Taiwan with Film Forward and their amazing partners CNEX and AIT played out just like those opening few minutes of meeting Wanda— a ballet of efficiency, grace and speed. And, it was filled with very memorable characters –far too many to name.
Taiwan the place is a bit of a blur in spite of the many photographs I took. It was as if I took them to remind myself that I was there…that I did in fact pass through brilliant green rice paddies and mountains heavy with cloud and tall, tall buildings stretching as far as the eye could see, but I don’t remember registering much of it.
What I do remember are the people. When I returned to Bombay I spent a full day in doors trying to process the whirlwind of emotions I was feeling. Screening the film is always an intense experience and Taiwan was no exception. There were several young women who shared their own stories of struggle between the old and the new—between what they want for themselves and what is expected of them. Those moments were moving– for them and for us because we could sense these things were not often spoken of publicly.
But the moment that really stood out for me was at a screening in a public library in Taichung. Just before we began I asked the audience to watch the film with one question in mind: What are three things you would like to pass on to your daughter? During the discussion afterward, several people spoke about this but the person I remember most was the father who traveled all the way from Taipei to Taichung to watch the film.

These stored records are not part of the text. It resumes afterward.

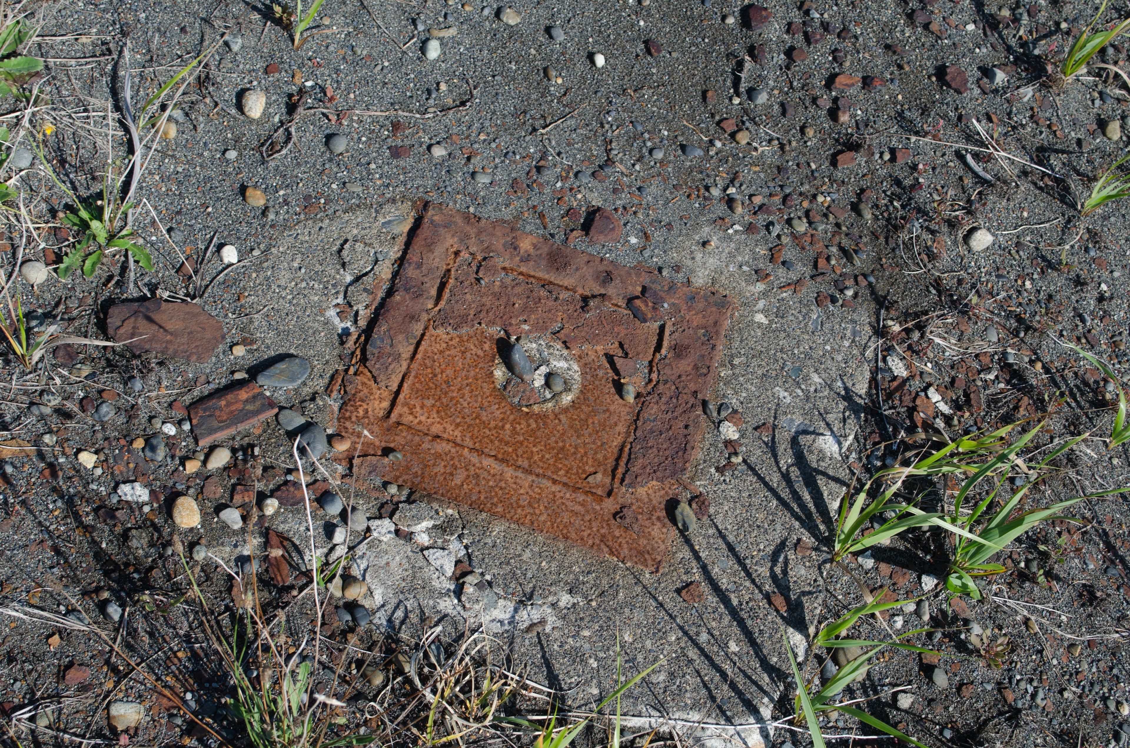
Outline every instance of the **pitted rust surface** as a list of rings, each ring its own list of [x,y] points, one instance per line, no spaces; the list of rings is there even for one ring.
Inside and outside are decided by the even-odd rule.
[[[637,268],[428,205],[347,377],[354,468],[658,569],[675,480],[694,459],[730,302]],[[523,411],[495,385],[499,337],[555,334],[573,402]],[[634,403],[617,397],[631,379]],[[381,456],[399,450],[405,459]],[[617,517],[629,507],[633,531]]]

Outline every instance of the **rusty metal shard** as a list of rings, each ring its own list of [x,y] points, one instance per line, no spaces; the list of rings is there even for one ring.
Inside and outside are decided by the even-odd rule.
[[[354,461],[359,477],[658,571],[731,310],[714,292],[431,203],[365,366],[346,377],[338,428],[373,436]],[[559,408],[524,407],[538,397],[524,390],[507,400],[505,373],[495,376],[499,341],[523,334],[558,341],[576,367],[579,389]],[[634,403],[617,394],[621,377]],[[403,459],[380,456],[391,449]]]

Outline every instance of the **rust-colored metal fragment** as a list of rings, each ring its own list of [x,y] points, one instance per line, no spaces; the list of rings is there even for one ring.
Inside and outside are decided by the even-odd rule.
[[[714,292],[427,205],[365,366],[344,381],[338,430],[372,435],[354,475],[658,571],[731,308]],[[529,383],[502,357],[519,337]],[[551,373],[564,390],[547,389]]]
[[[286,563],[282,539],[273,530],[267,531],[267,572],[279,586],[290,583],[290,566]]]
[[[197,444],[207,446],[217,440],[254,426],[279,411],[275,401],[254,382],[214,392],[189,406],[192,434]]]

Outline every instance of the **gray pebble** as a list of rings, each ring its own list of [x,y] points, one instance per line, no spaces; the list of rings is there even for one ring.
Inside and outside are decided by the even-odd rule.
[[[27,168],[32,165],[32,151],[27,148],[20,146],[16,150],[11,151],[11,156],[8,157],[8,163],[17,172],[21,168]]]
[[[98,403],[98,407],[94,409],[94,414],[90,415],[90,418],[97,421],[106,421],[113,418],[115,415],[118,415],[116,408],[114,408],[108,402],[102,402]]]
[[[334,494],[332,490],[328,490],[318,498],[318,503],[321,505],[322,511],[328,514],[338,514],[344,508],[341,503],[341,497]]]
[[[325,454],[330,445],[325,442],[325,429],[318,424],[311,424],[298,437],[298,456],[318,458]]]
[[[506,353],[506,368],[523,382],[529,382],[533,379],[533,365],[530,364],[530,357],[525,355],[525,349],[522,348],[521,343],[515,342],[511,345],[510,350]]]
[[[255,384],[280,388],[298,386],[307,376],[310,376],[310,362],[298,356],[290,356],[261,372],[255,377]]]
[[[240,514],[240,510],[234,506],[228,506],[226,510],[220,512],[219,520],[233,530],[238,530],[243,527],[243,515]]]
[[[349,529],[354,532],[362,532],[368,527],[368,517],[365,516],[365,512],[360,507],[355,506],[353,512],[349,513]]]
[[[145,449],[141,450],[141,454],[145,455],[146,460],[160,462],[165,459],[165,440],[160,436],[150,436],[146,440]]]
[[[290,410],[289,408],[279,408],[278,414],[275,416],[275,420],[278,425],[282,427],[282,430],[290,433],[296,428],[302,428],[306,423],[306,419]]]

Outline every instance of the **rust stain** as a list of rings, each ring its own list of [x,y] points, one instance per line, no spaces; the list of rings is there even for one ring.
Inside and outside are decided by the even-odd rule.
[[[403,258],[365,366],[344,380],[338,429],[373,436],[354,473],[658,571],[730,301],[436,203]],[[571,402],[507,401],[498,343],[521,334],[567,350],[581,382]]]

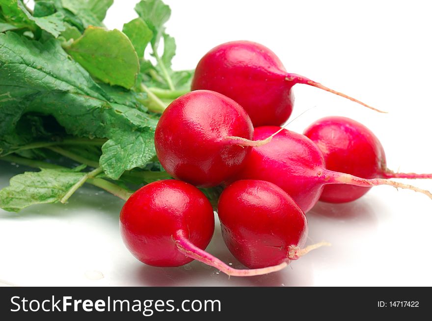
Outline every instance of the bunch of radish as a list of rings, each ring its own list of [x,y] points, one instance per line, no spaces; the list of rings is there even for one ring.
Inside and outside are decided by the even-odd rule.
[[[167,107],[156,128],[157,155],[175,179],[144,186],[122,210],[122,234],[135,256],[155,266],[195,259],[230,275],[265,274],[327,244],[303,247],[304,213],[319,200],[351,201],[380,185],[432,198],[427,191],[389,179],[432,174],[388,170],[379,141],[356,122],[328,117],[304,135],[280,127],[291,115],[291,88],[297,83],[378,111],[287,73],[258,44],[227,43],[201,59],[192,91]],[[217,208],[223,240],[248,269],[235,269],[204,250],[214,233],[214,209],[197,187],[215,186],[224,188]]]

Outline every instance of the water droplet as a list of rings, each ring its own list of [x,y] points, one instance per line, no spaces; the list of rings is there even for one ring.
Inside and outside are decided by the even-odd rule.
[[[102,272],[96,270],[85,271],[84,274],[89,280],[100,280],[104,277]]]

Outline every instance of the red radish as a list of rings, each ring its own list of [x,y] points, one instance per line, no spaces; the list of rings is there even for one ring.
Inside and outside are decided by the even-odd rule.
[[[305,77],[287,73],[274,53],[250,41],[228,42],[207,52],[196,66],[191,89],[213,90],[233,99],[247,112],[254,127],[279,126],[291,114],[294,101],[291,88],[296,84],[313,86],[380,111]]]
[[[326,244],[301,248],[307,237],[306,216],[293,198],[272,183],[233,183],[222,192],[217,212],[228,248],[249,268],[288,263]]]
[[[175,178],[194,185],[219,185],[237,172],[250,146],[253,127],[244,110],[232,99],[208,90],[174,100],[156,127],[156,154]]]
[[[310,139],[275,126],[255,128],[254,138],[260,140],[273,134],[269,144],[252,148],[237,179],[261,179],[274,183],[286,192],[306,213],[316,203],[324,186],[346,184],[371,187],[388,185],[420,192],[428,191],[383,178],[366,179],[325,169],[323,153]]]
[[[215,230],[213,209],[204,195],[185,182],[154,182],[134,193],[120,212],[120,231],[133,254],[157,267],[178,267],[194,259],[230,275],[247,276],[285,266],[236,270],[203,250]]]
[[[304,135],[323,152],[327,170],[364,178],[432,178],[432,174],[396,173],[389,170],[378,138],[369,128],[352,119],[337,116],[323,118],[309,126]],[[324,186],[320,200],[330,203],[350,202],[370,189],[329,184]]]

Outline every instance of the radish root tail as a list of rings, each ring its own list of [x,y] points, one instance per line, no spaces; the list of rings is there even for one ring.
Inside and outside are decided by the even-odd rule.
[[[381,174],[383,178],[408,178],[409,179],[432,178],[432,174],[401,173],[393,172],[388,169],[383,172]]]
[[[360,100],[357,100],[355,98],[353,98],[352,97],[345,95],[345,94],[340,93],[335,90],[333,90],[333,89],[331,89],[327,87],[325,87],[325,86],[322,85],[319,82],[314,81],[313,80],[311,80],[311,79],[306,78],[306,77],[303,77],[303,76],[300,76],[300,75],[296,74],[289,74],[288,75],[285,77],[285,80],[288,81],[293,81],[294,82],[297,84],[304,84],[305,85],[312,86],[313,87],[320,88],[320,89],[325,90],[325,91],[331,93],[332,94],[334,94],[335,95],[337,95],[338,96],[341,96],[341,97],[343,97],[344,98],[349,99],[352,101],[354,101],[354,102],[359,103],[360,105],[362,105],[370,109],[372,109],[372,110],[378,111],[379,113],[387,113],[387,112],[380,110],[379,109],[377,109],[377,108],[373,107],[372,106],[370,106],[369,105],[368,105],[364,102],[360,101]]]
[[[288,258],[290,260],[297,260],[301,256],[303,256],[304,254],[307,254],[311,251],[314,250],[321,247],[329,247],[331,244],[328,242],[322,242],[319,243],[316,243],[312,245],[309,245],[306,247],[301,248],[298,246],[291,246],[289,247],[289,251],[288,252]]]
[[[325,184],[347,184],[365,187],[371,187],[372,186],[384,185],[390,185],[396,189],[403,188],[411,190],[414,192],[418,192],[426,195],[432,199],[432,193],[429,191],[423,190],[412,185],[403,184],[399,182],[395,182],[385,178],[371,178],[370,179],[367,179],[366,178],[358,177],[350,174],[346,174],[327,170],[325,170],[324,173],[321,173],[321,174],[318,175],[318,176],[324,179]]]
[[[180,236],[179,237],[179,236]],[[216,268],[221,272],[231,276],[253,276],[276,272],[288,266],[288,262],[262,269],[238,270],[225,264],[219,259],[194,245],[184,236],[178,236],[175,241],[179,250],[187,256]]]

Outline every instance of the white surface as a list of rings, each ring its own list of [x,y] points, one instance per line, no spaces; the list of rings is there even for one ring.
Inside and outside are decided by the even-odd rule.
[[[135,0],[116,0],[106,20],[121,29]],[[432,172],[432,21],[427,1],[166,0],[167,31],[175,37],[175,69],[192,69],[206,51],[236,39],[271,49],[287,69],[390,112],[375,113],[306,86],[295,87],[290,129],[301,132],[330,115],[353,118],[378,136],[394,170]],[[23,168],[0,164],[0,187]],[[411,183],[432,190],[431,180]],[[125,286],[432,286],[432,201],[411,191],[375,187],[342,205],[319,203],[307,214],[310,243],[326,240],[292,268],[249,278],[217,274],[193,262],[146,266],[123,245],[123,202],[86,186],[69,204],[0,210],[0,284]],[[218,224],[209,252],[240,267]],[[103,276],[103,277],[101,277]]]

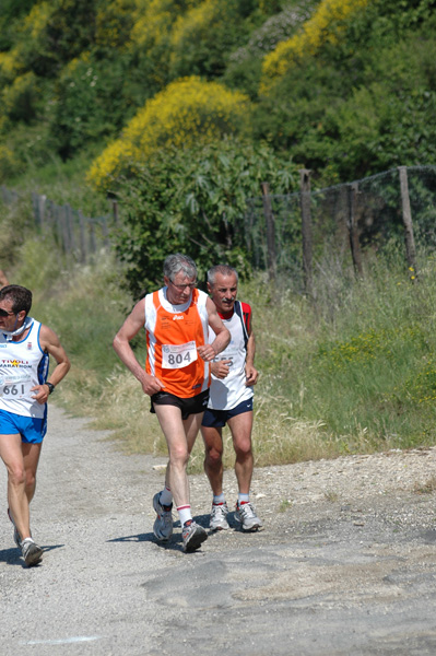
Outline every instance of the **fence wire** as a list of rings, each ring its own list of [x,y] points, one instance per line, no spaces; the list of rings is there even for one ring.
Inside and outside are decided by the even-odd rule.
[[[405,167],[404,167],[405,168]],[[436,166],[406,167],[409,200],[416,241],[436,247]],[[355,265],[351,247],[352,225],[358,247],[380,249],[392,238],[403,238],[403,198],[400,168],[354,183],[309,194],[314,267],[333,258],[343,268]],[[269,197],[274,224],[276,273],[302,277],[302,192]],[[252,198],[240,223],[251,265],[268,269],[264,199]],[[271,244],[270,244],[271,247]]]

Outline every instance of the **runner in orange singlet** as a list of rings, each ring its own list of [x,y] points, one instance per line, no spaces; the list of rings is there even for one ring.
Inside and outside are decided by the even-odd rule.
[[[153,531],[161,541],[173,535],[173,499],[182,527],[184,551],[200,547],[208,534],[192,519],[186,467],[208,406],[210,362],[228,344],[214,303],[196,289],[197,267],[190,257],[169,255],[164,262],[165,286],[134,306],[114,339],[120,360],[151,397],[168,446],[165,489],[153,497]],[[208,343],[209,326],[215,333]],[[146,367],[138,362],[130,341],[145,328]]]

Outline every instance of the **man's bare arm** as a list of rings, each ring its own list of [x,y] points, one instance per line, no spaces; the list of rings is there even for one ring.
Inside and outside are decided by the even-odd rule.
[[[231,333],[228,332],[227,328],[224,328],[224,324],[216,312],[216,306],[211,298],[207,300],[205,308],[208,311],[209,325],[216,337],[211,344],[204,344],[203,347],[199,347],[197,350],[203,360],[210,362],[219,353],[221,353],[221,351],[224,351],[231,341]]]
[[[56,367],[50,374],[50,383],[56,387],[70,371],[70,360],[59,341],[59,337],[51,328],[48,328],[48,326],[43,325],[40,327],[39,343],[43,351],[52,355],[56,360]],[[35,387],[32,387],[31,391],[35,391],[35,395],[33,395],[32,398],[38,401],[38,403],[46,403],[48,395],[50,394],[49,387],[46,384],[35,385]]]
[[[164,384],[148,374],[143,366],[138,362],[137,356],[130,345],[130,341],[138,335],[145,323],[145,300],[142,298],[133,307],[121,328],[114,338],[113,347],[121,362],[127,366],[133,376],[141,383],[142,389],[149,396],[160,391]]]

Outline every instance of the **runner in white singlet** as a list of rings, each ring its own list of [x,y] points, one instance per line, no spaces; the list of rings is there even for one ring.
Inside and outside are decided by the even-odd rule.
[[[205,447],[204,471],[213,492],[210,528],[229,528],[228,507],[223,492],[222,459],[222,429],[227,424],[236,454],[235,473],[238,482],[234,517],[238,528],[252,532],[262,528],[262,522],[249,499],[254,469],[252,387],[257,383],[258,372],[255,368],[251,308],[247,303],[236,301],[237,282],[238,276],[233,267],[217,265],[208,272],[208,290],[232,339],[211,365],[212,384],[201,434]],[[210,336],[213,338],[213,331],[210,331]]]
[[[47,426],[47,399],[70,362],[58,336],[28,316],[32,292],[17,284],[0,290],[0,457],[8,469],[8,515],[27,565],[43,549],[32,538],[30,504]],[[47,380],[49,355],[57,362]]]

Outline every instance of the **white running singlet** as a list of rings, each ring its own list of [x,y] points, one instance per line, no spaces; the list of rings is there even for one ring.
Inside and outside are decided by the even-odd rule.
[[[32,398],[31,388],[43,385],[48,374],[48,353],[39,344],[40,323],[32,324],[27,337],[7,341],[0,331],[0,410],[44,419],[46,403]]]
[[[236,303],[239,302],[236,301]],[[214,359],[214,362],[219,362],[220,360],[232,360],[232,363],[229,364],[228,375],[225,378],[215,378],[212,374],[208,408],[211,410],[232,410],[243,401],[250,399],[255,395],[255,391],[252,387],[247,387],[245,384],[247,349],[246,335],[243,325],[244,319],[235,311],[229,319],[221,317],[221,320],[231,333],[231,341],[226,349]],[[214,339],[215,333],[212,328],[209,327],[209,343]]]

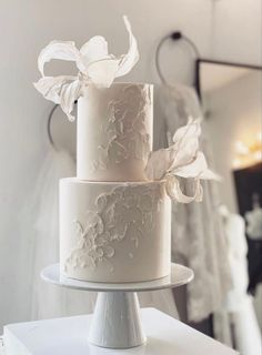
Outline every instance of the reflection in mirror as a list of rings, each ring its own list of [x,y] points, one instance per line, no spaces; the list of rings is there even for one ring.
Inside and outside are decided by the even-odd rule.
[[[261,69],[211,61],[199,63],[199,87],[206,129],[213,145],[215,169],[223,179],[220,184],[220,196],[224,205],[221,213],[226,222],[225,232],[231,253],[234,283],[231,296],[234,294],[234,300],[235,297],[242,300],[242,296],[243,300],[244,297],[249,300],[249,294],[254,294],[260,325],[262,325]],[[239,215],[238,220],[236,213]],[[234,302],[232,307],[230,304],[232,300],[229,295],[226,306],[233,312],[238,305]],[[252,317],[251,306],[246,314]],[[250,322],[252,324],[252,320]]]

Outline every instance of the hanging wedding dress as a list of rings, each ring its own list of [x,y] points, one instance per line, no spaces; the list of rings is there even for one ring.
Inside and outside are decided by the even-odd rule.
[[[161,85],[155,89],[154,102],[154,149],[168,146],[174,131],[190,116],[202,118],[199,100],[191,88]],[[204,121],[202,128],[202,150],[212,166]],[[183,187],[190,193],[188,182]],[[203,187],[202,203],[172,205],[173,261],[187,263],[195,275],[187,287],[188,318],[193,322],[221,310],[231,287],[225,235],[218,213],[220,199],[216,183],[203,182]],[[229,333],[229,328],[223,332]],[[221,339],[221,336],[218,337]],[[224,335],[222,341],[225,337],[229,336]]]
[[[228,240],[228,257],[233,288],[225,297],[225,310],[231,315],[231,325],[236,349],[241,355],[258,355],[261,349],[261,335],[253,307],[253,297],[246,293],[248,243],[245,223],[242,216],[220,207]]]

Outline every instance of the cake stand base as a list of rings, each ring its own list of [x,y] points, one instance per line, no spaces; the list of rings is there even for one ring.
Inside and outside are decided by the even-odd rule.
[[[140,306],[134,292],[99,293],[88,339],[110,348],[128,348],[145,343]]]
[[[140,283],[95,283],[60,275],[59,264],[42,271],[42,278],[63,287],[98,291],[98,298],[89,329],[90,344],[108,348],[130,348],[147,342],[140,320],[137,292],[178,287],[193,278],[192,270],[171,265],[167,277]]]

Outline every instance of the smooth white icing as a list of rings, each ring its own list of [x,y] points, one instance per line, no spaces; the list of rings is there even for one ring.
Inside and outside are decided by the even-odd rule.
[[[60,181],[60,265],[69,277],[140,282],[170,273],[163,182]]]
[[[150,84],[89,85],[78,102],[77,175],[91,181],[147,181],[152,150]]]

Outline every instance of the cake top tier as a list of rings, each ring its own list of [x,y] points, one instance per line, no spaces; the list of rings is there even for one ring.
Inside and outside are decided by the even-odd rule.
[[[144,181],[152,150],[153,87],[85,88],[78,101],[78,178]]]

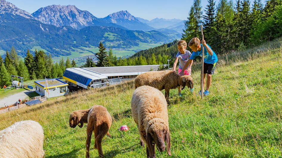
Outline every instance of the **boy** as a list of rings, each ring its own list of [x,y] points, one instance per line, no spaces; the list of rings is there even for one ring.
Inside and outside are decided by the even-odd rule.
[[[173,71],[174,72],[176,72],[175,71],[175,69],[176,68],[176,65],[177,64],[177,62],[178,61],[178,59],[179,59],[179,65],[178,66],[178,73],[179,73],[181,70],[183,69],[183,67],[186,64],[186,62],[188,60],[189,58],[191,57],[191,53],[188,50],[186,50],[186,48],[187,47],[187,43],[186,41],[184,40],[180,40],[177,42],[177,48],[178,49],[178,53],[175,57],[175,60],[174,60],[174,62],[173,64]],[[188,67],[186,69],[184,69],[184,75],[191,75],[191,67],[192,66],[192,64],[193,64],[193,61],[191,62],[190,64],[189,65]],[[193,89],[190,89],[190,91],[191,93],[193,92]],[[180,87],[178,89],[178,95],[181,97],[181,87]]]
[[[193,51],[192,55],[189,60],[186,62],[185,65],[183,67],[182,70],[179,73],[180,76],[184,75],[184,71],[183,70],[187,67],[187,66],[192,62],[192,60],[197,56],[202,56],[202,49],[203,46],[204,49],[204,85],[205,84],[205,77],[207,75],[207,85],[206,86],[206,90],[204,92],[204,95],[205,96],[208,95],[210,94],[209,89],[211,84],[211,75],[213,74],[214,70],[216,69],[216,62],[217,62],[217,57],[216,55],[212,50],[210,46],[206,43],[204,40],[202,40],[202,44],[200,44],[200,40],[197,37],[193,38],[192,39],[188,44],[188,46],[191,48]],[[201,91],[200,91],[199,94],[201,94]]]

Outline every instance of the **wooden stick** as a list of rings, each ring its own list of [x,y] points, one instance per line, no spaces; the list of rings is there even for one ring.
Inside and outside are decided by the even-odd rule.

“The three things I would teach my daughter,” he said, “are the same things I would teach my son. To be a good human being; to never think that you are less because you are a girl or more because you are a boy. And thirdly, I would teach them the importance of empathy. Empathy gives us the ability to understand people who are different from us. This to me is the greatest quality anyone can have. And I would pass this on to my daughter and my son.”
These are not earth shattering words, and yet in that moment, after the film ends and all of us sit in that room, drawn together by some kind of common interest and intention, such words take on great power. They reinforce our goodness. They reinforce our need to connect as communities. And, they help to remind us that borders are not real, they are created and as such, can be transcended.
Returning to Bombay after this trip was tough. Not just because this place puts me in a bad mood as soon as I land, but because I was missing that sense of community we had created in such a short spell.
Some trips are special–infused with a certain quality. Taiwan was one of them. On our last day there, I asked everyone to spin while I photographed them. For some insane reason they all did. I wasn’t sure why I wanted to photograph people that way but when I looked at the pictures later I think I understood. I wanted to capture movement—to frame this experience outside the boundaries of time.
Taiwan was my last Film Forward trip and I was sad it ended. All through it, Patrick Creadon kept saying we were the luckiest filmmakers in the world. And we were. It is such a privilege to travel the world and share ideas and thoughts and be challenged by people one would never normally meet. Thanks to the Film Forward Team—especially Jackie, Meredith and Tabitha, and all the Federal partners and on the ground partners for giving us an experience that we will carry with us for a very long time.